At a subsequent workshop session the board directed staff and regional planners from Southeast Regional Planning to use the Lee County wind, solar and battery-storage ordinance — adopted earlier in May — as a working template. A regional planner said Lee County’s ordinance incorporates a multi-step permitting process that provides early public notice and gives developers preliminary certainty about whether their materials meet basic requirements before major investments are made.
Board discussion at the workshop covered technical and financial safeguards the county wants to add or retain, including: decommissioning surety and bonding, liability insurance and premium coverage, emergency-response plans, debris cleanup on adjoining properties, coordination with crop-dusting operators, setbacks, shadow-flicker and noise limits, and road-use agreements for installation and decommissioning.

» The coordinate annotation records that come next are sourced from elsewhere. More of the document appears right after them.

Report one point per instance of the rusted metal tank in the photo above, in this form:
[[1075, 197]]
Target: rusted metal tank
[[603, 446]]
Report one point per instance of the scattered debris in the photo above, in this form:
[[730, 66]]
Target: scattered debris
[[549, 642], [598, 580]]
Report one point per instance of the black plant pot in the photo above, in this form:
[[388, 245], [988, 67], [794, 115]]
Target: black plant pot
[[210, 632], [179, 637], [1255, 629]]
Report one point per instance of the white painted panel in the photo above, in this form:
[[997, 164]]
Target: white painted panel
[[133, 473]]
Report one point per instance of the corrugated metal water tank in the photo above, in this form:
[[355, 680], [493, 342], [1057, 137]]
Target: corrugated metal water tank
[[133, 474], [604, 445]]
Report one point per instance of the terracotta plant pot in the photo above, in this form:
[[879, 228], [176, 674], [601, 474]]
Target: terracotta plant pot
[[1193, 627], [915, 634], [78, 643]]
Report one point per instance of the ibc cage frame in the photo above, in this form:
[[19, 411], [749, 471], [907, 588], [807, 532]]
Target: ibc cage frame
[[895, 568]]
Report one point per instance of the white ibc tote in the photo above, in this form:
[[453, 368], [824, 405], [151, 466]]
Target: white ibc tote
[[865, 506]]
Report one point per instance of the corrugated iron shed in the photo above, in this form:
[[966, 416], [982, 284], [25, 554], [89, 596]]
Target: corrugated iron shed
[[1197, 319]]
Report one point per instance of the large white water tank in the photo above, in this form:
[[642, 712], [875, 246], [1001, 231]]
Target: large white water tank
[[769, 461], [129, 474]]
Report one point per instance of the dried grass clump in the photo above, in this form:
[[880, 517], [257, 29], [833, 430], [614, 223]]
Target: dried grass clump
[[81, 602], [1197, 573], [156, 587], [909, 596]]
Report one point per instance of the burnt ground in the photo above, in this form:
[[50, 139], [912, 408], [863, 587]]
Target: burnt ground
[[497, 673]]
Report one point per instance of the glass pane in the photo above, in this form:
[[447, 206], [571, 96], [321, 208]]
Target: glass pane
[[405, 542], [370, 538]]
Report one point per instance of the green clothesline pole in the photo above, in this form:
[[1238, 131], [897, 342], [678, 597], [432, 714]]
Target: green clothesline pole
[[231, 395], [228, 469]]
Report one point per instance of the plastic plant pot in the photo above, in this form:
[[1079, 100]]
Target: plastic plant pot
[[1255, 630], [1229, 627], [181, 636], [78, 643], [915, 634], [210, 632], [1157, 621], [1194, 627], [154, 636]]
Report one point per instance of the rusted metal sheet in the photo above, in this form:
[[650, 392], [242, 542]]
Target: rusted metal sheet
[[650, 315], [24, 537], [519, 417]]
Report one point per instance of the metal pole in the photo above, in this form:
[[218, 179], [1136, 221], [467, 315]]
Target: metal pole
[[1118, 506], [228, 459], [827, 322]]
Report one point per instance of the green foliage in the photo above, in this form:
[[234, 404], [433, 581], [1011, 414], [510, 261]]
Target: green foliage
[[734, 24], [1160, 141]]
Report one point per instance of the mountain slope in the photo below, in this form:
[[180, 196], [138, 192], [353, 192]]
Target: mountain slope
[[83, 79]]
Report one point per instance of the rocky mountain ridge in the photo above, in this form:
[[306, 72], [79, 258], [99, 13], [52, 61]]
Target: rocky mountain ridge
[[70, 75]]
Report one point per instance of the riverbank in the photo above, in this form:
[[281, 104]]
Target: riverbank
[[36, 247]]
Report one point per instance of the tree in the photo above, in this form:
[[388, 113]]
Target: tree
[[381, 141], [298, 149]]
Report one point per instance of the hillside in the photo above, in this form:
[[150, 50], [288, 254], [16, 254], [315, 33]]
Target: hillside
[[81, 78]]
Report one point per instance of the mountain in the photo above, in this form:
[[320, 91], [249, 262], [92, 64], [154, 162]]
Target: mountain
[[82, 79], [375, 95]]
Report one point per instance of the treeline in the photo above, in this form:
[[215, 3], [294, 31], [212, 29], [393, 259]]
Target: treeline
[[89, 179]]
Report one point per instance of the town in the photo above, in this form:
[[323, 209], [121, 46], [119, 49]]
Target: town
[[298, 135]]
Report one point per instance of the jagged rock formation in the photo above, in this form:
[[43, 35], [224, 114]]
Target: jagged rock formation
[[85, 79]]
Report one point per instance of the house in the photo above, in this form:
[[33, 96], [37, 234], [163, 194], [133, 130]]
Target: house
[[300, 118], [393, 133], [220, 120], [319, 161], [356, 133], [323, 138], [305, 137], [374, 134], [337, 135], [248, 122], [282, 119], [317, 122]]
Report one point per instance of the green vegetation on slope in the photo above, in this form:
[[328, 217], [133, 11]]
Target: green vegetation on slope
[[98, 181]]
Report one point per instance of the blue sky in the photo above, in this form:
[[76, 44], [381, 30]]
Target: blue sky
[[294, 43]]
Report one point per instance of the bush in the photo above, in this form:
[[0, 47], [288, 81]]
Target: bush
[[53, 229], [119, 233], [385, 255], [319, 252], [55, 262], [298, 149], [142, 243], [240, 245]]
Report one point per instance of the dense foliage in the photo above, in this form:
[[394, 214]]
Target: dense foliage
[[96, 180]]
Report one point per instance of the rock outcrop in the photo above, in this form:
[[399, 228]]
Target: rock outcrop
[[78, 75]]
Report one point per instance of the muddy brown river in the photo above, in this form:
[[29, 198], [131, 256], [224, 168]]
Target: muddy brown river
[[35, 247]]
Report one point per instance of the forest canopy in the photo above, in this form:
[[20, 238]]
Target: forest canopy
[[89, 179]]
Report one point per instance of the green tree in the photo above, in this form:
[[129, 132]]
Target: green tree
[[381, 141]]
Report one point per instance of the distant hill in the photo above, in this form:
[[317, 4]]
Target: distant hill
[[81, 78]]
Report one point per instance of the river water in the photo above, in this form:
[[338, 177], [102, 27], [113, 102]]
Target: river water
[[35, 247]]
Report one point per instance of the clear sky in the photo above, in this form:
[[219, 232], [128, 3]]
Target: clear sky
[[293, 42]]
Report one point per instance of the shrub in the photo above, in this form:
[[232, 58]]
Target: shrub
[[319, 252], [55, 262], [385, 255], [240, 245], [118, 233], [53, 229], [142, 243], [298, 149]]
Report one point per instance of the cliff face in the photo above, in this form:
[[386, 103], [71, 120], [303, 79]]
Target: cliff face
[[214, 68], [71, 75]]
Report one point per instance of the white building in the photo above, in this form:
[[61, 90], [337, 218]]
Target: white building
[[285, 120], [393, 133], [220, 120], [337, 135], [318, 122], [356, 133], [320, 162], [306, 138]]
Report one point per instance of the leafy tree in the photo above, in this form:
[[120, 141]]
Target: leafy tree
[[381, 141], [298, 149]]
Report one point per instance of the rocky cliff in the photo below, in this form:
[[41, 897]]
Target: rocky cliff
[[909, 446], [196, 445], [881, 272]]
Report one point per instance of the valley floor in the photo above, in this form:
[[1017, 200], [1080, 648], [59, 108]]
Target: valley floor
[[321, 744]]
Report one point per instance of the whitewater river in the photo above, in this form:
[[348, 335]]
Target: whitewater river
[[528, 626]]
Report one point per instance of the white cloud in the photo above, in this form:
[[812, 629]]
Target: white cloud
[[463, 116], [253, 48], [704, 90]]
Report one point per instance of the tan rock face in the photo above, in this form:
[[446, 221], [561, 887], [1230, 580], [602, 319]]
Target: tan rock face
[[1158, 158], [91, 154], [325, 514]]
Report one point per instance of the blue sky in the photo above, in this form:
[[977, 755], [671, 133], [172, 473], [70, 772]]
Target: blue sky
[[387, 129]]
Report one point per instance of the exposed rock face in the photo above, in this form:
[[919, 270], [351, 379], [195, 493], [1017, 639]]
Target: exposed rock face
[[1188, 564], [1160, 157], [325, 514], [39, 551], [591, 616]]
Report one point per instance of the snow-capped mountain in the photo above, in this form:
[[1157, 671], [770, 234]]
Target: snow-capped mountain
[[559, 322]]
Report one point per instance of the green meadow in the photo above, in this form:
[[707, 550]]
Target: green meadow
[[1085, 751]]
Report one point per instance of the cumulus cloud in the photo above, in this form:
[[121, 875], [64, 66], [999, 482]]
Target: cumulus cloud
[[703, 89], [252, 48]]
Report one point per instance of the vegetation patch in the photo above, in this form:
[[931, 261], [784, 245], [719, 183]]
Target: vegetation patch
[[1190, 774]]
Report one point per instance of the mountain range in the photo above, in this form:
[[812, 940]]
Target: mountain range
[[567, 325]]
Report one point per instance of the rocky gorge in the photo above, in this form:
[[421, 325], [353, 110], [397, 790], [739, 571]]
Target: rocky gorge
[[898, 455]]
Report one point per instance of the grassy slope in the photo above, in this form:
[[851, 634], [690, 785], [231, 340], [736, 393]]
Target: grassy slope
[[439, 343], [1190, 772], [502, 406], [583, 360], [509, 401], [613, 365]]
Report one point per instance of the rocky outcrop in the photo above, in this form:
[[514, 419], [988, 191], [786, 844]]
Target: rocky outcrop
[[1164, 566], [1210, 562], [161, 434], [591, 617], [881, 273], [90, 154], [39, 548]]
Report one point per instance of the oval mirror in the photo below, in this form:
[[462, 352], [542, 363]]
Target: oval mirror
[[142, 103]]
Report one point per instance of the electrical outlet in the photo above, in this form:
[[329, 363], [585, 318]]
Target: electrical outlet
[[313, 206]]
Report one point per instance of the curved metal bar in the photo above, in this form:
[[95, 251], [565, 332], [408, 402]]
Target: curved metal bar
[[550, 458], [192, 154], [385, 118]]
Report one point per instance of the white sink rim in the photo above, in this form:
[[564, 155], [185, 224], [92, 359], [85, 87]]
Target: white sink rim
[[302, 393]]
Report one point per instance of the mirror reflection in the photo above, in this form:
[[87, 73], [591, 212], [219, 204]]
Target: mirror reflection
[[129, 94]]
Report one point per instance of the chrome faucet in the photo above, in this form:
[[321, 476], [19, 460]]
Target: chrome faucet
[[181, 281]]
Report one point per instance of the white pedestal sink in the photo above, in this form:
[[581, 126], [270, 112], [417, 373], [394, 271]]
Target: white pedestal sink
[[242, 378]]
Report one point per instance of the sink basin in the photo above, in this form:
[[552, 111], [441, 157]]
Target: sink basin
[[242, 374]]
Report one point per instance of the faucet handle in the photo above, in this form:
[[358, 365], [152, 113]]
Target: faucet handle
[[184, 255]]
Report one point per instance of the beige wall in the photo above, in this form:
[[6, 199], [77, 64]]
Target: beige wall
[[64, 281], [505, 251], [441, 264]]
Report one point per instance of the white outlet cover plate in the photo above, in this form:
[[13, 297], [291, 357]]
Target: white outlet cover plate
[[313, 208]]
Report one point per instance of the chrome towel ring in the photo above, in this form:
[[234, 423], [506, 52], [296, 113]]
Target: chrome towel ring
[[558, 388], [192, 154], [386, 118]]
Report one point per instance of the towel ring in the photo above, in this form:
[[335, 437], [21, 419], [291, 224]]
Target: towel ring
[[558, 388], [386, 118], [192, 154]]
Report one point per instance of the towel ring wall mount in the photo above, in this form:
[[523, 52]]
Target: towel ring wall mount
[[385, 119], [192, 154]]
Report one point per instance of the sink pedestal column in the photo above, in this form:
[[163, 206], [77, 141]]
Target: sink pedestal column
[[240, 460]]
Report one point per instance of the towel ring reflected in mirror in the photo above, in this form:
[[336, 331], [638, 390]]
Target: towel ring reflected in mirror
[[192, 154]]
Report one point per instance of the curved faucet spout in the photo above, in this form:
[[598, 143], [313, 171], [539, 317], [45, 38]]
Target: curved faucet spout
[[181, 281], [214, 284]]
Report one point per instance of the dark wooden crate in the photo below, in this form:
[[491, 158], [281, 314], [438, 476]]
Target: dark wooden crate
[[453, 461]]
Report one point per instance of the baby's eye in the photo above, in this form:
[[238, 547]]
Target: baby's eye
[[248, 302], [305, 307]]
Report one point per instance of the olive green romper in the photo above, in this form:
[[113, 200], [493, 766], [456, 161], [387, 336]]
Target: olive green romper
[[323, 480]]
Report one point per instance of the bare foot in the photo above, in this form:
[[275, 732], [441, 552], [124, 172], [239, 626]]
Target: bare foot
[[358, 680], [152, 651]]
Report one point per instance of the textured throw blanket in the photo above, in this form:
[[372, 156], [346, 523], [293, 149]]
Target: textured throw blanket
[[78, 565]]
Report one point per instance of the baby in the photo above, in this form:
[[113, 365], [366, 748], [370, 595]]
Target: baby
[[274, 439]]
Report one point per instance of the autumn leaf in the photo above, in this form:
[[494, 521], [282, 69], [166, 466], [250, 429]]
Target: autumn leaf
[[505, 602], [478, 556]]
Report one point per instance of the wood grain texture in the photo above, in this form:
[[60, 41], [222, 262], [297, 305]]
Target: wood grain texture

Supervisors and staff described how decommissioning bonding is intended to be structured under current drafts: an engineer paid for by the developer prepares an estimate to cover full removal and site restoration (including removal of concrete foundations), and developers must post a multi-year surety before construction. The board discussed changing the previously used 3x multiplier on estimated decommissioning costs to a lower multiplier (ideas discussed ranged from 1.25x to 1.5x) while preserving contingency language for unforeseen expenses. Staff described a rolling mechanism by which the bond is re-evaluated and renewed every three years; if a developer fails to replace an expiring bond, the county may declare default and require decommissioning at the developer’s expense.
Insurance provisions were also discussed in general terms: supervisors asked that liability coverage explicitly include property damage, bodily injury and death, that per-occurrence limits be specified, and that an umbrella policy be required above base liability limits. The county’s legal advisor warned against issuing a preliminary “conditional” permit that might create a perceived property interest for a developer; several supervisors said they preferred a single permit granted only after full review.
The board scheduled a follow-up workstation for July 1 to review draft ordinance language adapted from Lee County and to address items supervisors identified for tighter controls. Public comment at the June 17 meeting included Rose Fisher, who thanked the board for adopting the moratorium.
While the moratorium halts new CWES permit approvals for three months, supervisors emphasized that the intent is to complete a focused revision to Ordinance No. 62 and return the matter to formal public notice and hearing when a complete draft is ready.